Langkah berikutnya adalah menyiapkan adonan utama sebagai pengisi takir. Campur seluruh bahan tepung, santan, sejumput garam, dan gula pasir ke dalam panci dan letakkan di atas kompor. Nyalakan kompor dengan api kecil sambil adonan diaduk-aduk perlahan hingga seluruh tepung menjadi larut. Tak lupa masukkan campuran air suji serta cairan pandan atau bisa memakai pasta pandan ke dalam adonan.

Aduk-aduk lagi adonan supaya air suji dan pandan bercampur rata. Lakukan terus hingga muncul gelembung udara kecil di tepi panci sehingga membuat adonan seperti meletup-letup.
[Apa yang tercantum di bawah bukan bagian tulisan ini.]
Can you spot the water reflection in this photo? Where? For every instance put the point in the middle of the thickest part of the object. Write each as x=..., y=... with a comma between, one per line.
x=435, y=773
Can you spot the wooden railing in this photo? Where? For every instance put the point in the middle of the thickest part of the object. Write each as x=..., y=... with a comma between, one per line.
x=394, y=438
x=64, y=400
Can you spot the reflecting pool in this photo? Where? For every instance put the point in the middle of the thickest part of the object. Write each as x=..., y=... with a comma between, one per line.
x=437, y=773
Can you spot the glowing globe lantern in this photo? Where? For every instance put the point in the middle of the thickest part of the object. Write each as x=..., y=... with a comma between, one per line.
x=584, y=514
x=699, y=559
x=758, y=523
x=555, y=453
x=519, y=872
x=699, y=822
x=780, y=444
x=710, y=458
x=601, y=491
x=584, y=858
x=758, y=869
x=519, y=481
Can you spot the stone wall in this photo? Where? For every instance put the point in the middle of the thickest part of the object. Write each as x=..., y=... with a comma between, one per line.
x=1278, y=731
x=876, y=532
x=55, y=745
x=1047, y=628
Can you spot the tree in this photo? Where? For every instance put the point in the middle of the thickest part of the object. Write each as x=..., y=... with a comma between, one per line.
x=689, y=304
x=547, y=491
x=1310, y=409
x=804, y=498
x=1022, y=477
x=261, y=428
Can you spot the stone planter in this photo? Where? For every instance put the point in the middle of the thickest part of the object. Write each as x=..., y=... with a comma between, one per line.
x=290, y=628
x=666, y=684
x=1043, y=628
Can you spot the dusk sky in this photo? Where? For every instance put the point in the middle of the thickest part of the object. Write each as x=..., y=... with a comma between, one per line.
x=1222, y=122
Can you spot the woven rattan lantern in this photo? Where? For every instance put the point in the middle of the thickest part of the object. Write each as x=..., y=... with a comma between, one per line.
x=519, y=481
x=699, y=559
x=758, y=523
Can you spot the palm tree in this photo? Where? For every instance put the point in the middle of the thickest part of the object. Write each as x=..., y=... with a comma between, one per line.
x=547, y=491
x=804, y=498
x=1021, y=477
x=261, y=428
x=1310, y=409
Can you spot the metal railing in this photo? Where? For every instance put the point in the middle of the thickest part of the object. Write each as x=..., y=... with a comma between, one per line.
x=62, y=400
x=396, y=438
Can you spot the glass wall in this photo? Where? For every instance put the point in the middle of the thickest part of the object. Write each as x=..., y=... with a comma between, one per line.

Harap diingat, adonan jangan sampai terlalu kental. Munculnya gelembung menjadi pertanda kompor untuk segera dimatikan karena adonan sudah matang. Dinginkan adonan untuk sementara waktu.

Langkah berikutnya adalah memasukkan adonan yang telah didinginkan ke dalam takir dengan ukuran dua sendok makan. Setiap menuang adonan ke takir selalu tambahkan sedikit serpihan gula merah. Setiap adonan yang diisi ke dalam takir usahakan jangan sampai memenuhi permukaannya, sisakan sekira 1,5 cm. Ini berguna agar ketika dikukus, adonan tidak meluber hingga keluar takir.

Jika seluruh takir sudah diisi adonan, susun ke dalam wadah pengukus dan nyalakan kompor dengan api sedang selama lima menit sambil tuangkan sedikit santan ke atas adonan di takir. Setelahnya bisa ditaburkan kembali serpihan gula merah di atas santan agar lumer ketika dikukus.

Setelah dikukus selama 10 menit silakan matikan kompor. Adonan di dalam takir akan mulai menampakkan wujudnya yang mirip bubur sumsum, termasuk mulai menebarkan aroma wangi pandan. Angkat takir dari panci pengukus dan dinginkan. Supaya lebih nikmat, kue padamaran sangat pas ditemani dengan secangkir teh hangat. Tapi harap diingat, mencicipinya setelah waktu berbuka puasa ya.